Nuttall is not entirely to blame, but he is a big part of Ukip’s problem. I visited Stoke the day before The Guardian published its initial report on Nuttall’s Hillsborough claims, and even then Nuttall’s campaign manager admitted that he was unlikely to convince the “hard core” of Conservative voters to back him. 

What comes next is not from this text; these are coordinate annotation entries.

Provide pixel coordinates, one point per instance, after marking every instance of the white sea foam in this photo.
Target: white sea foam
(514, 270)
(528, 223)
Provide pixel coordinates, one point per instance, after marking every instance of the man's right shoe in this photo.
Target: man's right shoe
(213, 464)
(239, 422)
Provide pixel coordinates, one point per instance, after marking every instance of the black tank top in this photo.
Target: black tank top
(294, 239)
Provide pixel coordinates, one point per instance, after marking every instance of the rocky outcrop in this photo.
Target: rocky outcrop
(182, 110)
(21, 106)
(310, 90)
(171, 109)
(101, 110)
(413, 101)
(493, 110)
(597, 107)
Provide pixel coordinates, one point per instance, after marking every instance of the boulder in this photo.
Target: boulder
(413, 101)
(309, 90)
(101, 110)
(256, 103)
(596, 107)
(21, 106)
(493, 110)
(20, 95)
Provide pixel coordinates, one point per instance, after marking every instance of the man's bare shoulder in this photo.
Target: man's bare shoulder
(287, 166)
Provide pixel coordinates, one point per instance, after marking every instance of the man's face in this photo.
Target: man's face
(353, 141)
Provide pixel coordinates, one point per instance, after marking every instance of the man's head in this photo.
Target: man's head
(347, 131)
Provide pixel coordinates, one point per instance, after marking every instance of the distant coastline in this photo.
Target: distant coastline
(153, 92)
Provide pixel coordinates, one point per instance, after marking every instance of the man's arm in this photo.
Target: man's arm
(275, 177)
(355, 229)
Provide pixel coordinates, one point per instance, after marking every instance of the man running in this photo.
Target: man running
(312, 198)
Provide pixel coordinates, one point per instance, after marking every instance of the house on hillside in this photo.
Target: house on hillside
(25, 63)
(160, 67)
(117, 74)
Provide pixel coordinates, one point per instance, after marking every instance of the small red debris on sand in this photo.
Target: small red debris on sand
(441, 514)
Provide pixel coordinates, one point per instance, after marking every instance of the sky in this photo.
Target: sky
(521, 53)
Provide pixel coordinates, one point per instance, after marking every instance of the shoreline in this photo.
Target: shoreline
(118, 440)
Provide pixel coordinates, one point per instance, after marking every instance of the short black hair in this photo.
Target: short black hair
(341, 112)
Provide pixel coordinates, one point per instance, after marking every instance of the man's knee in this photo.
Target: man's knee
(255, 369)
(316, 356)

There are manifold reasons for this, but chief among them is that Nuttall, despite his newfound love of tweed, is no Nigel Farage. Not only does he lack his name recognition and box office appeal, but the sad truth is that the Tory voters Ukip need to attract are much less likely to vote for a party led by a Scouser whose platform consists of reassuring working-class voters their NHS and benefits are safe.
 
It is Farage and his allies – most notably the party’s main donor Arron Banks – who hold the most power over Nuttall’s future. Banks, who Nuttall publicly disowned as a non-member after he said he was “sick to death” of people “milking” the Hillsborough disaster, said on the eve of the Stoke poll that Ukip had to “remain radical” if it wanted to keep receiving his money. Farage himself has said the party’s campaign ought to have been “clearer” on immigration. 

Senior party figures are already briefing against Nuttall and his team in the Telegraph, whose proprietors are chummy with the beer-swilling Farage-Banks axis. They deride him for his efforts to turn Ukip into “NiceKip” or “Nukip” in order to appeal to more women voters, and for the heavy-handedness of his pitch to Labour voters (“There were times when I wondered whether I’ve got a purple rosette or a red one on”, one told the paper). 

It is Nuttall’s policy advisers - the anti-Farage awkward squad of Suzanne Evans, MEP Patrick O’Flynn (who famously branded Farage "snarling, thin-skinned and aggressive") and former leadership candidate Lisa Duffy – come in for the harshest criticism. Herein lies the leader's almost impossible task. Despite having pitched to members as a unity candidate, the two sides’ visions for Ukip are irreconcilable – one urges him to emulate Trump (who Nuttall says he would not have voted for), and the other urges a more moderate tack. 

Endorsing his leader on Question Time last night, Ukip’s sole MP Douglas Carswell blamed the legacy of the party’s Tea Party-inspired 2015 general election campaign, which saw Farage complain about foreigners with HIV using the NHS in ITV’s leaders debate, for the party’s poor performance in Stoke. Others, such as MEP Bill Etheridge, say precisely the opposite – that Nuttall must be more like Farage. 

Neither side has yet called for Nuttall’s head. He insists he is “not going anywhere”. With his febrile party no stranger to abortive coup and counter-coup, he is unlikely to be the one who has the final say.